A simplistic explanation of automatic-differentiation-based backpropagation is that, the AD software calculates the “gradient” of the output of each layer with respect to its input (which in turn is the output of the preceding layer), and multiply all of them together to yield the end-to-end gradient - that is, the derivative of the scalar objective function with regards to optimizable parameters. As it is very often the case that both the input and output of a hidden layer are vectors, “Jacobian matrix” would be a more proper term to be used in place of “gradient”. There are numerous articles introducing the mathematical definition of Jacobian matrix and how it works in backpropagation, and it isn’t unfamiliar to many people that what AD software actually calculates in backpropagation is the vector-Jacobian products (which gives the gradient of the object function with regards to an intermediate vector), instead of Jacobian matrices themselves. In cases where we are only interested in the gradient of the scalar loss function with regards to parameters, it is not necessary to explicitly build the intermediate VJPs as we can always get the VJP at any nodes by asking the automatic differentiator to calculate the gradient of the loss function with regards to those particular parameters. However, it can become essential if we want to calculate the product between a vector-vector Jacobian and an arbitrary vector which is not the derivative of any scalar node in the graph (that is not something like dL / dv) - say, in Gauss-Newton optimization, where we need to calculate the product between a Jacobian and a step vector. Moreover, writing the backpropagation process as a chain of VJPs provides insight for one to understand how things really work. We will assume readers have basic knowledge on the mathematical definitions of gradient, Jacobian matrix, Hessian matrix, and preferably, on the basic principle of backpropagation.

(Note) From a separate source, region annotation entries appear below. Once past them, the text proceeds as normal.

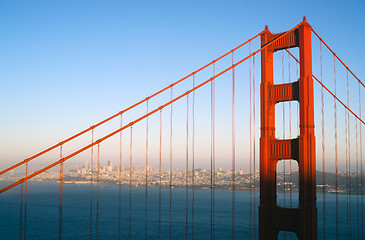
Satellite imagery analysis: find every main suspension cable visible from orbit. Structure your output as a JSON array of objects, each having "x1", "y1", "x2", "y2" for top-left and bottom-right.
[
  {"x1": 19, "y1": 183, "x2": 23, "y2": 240},
  {"x1": 333, "y1": 55, "x2": 339, "y2": 240},
  {"x1": 129, "y1": 126, "x2": 133, "y2": 240},
  {"x1": 0, "y1": 31, "x2": 264, "y2": 178},
  {"x1": 210, "y1": 63, "x2": 215, "y2": 239},
  {"x1": 185, "y1": 95, "x2": 189, "y2": 240},
  {"x1": 158, "y1": 110, "x2": 162, "y2": 239},
  {"x1": 319, "y1": 42, "x2": 326, "y2": 239},
  {"x1": 169, "y1": 87, "x2": 173, "y2": 240},
  {"x1": 249, "y1": 43, "x2": 252, "y2": 240},
  {"x1": 24, "y1": 163, "x2": 28, "y2": 240},
  {"x1": 0, "y1": 26, "x2": 302, "y2": 193},
  {"x1": 232, "y1": 52, "x2": 236, "y2": 239},
  {"x1": 252, "y1": 55, "x2": 256, "y2": 239},
  {"x1": 312, "y1": 28, "x2": 365, "y2": 87}
]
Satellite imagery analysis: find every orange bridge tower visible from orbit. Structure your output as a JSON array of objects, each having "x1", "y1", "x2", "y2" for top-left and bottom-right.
[{"x1": 259, "y1": 18, "x2": 317, "y2": 240}]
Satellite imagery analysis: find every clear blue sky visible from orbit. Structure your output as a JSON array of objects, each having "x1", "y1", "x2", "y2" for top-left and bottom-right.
[{"x1": 0, "y1": 0, "x2": 365, "y2": 172}]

This notebook is intended to investigate the methods of getting VJPs in different AD packages - namely Autograd, TensorFlow, and PyTorch, and clarify the behaviors of the relevant functions implemented in these packages. The Gauss-Newton optimization codes by Saugat Kandel (https://github.com/saugatkandel/sopt) were heavily used as a reference when I tried to figure out how the make_vjp function in Autograd works. If you are looking for a working implementation of second-order optimization algorithms, please check out the cited repo.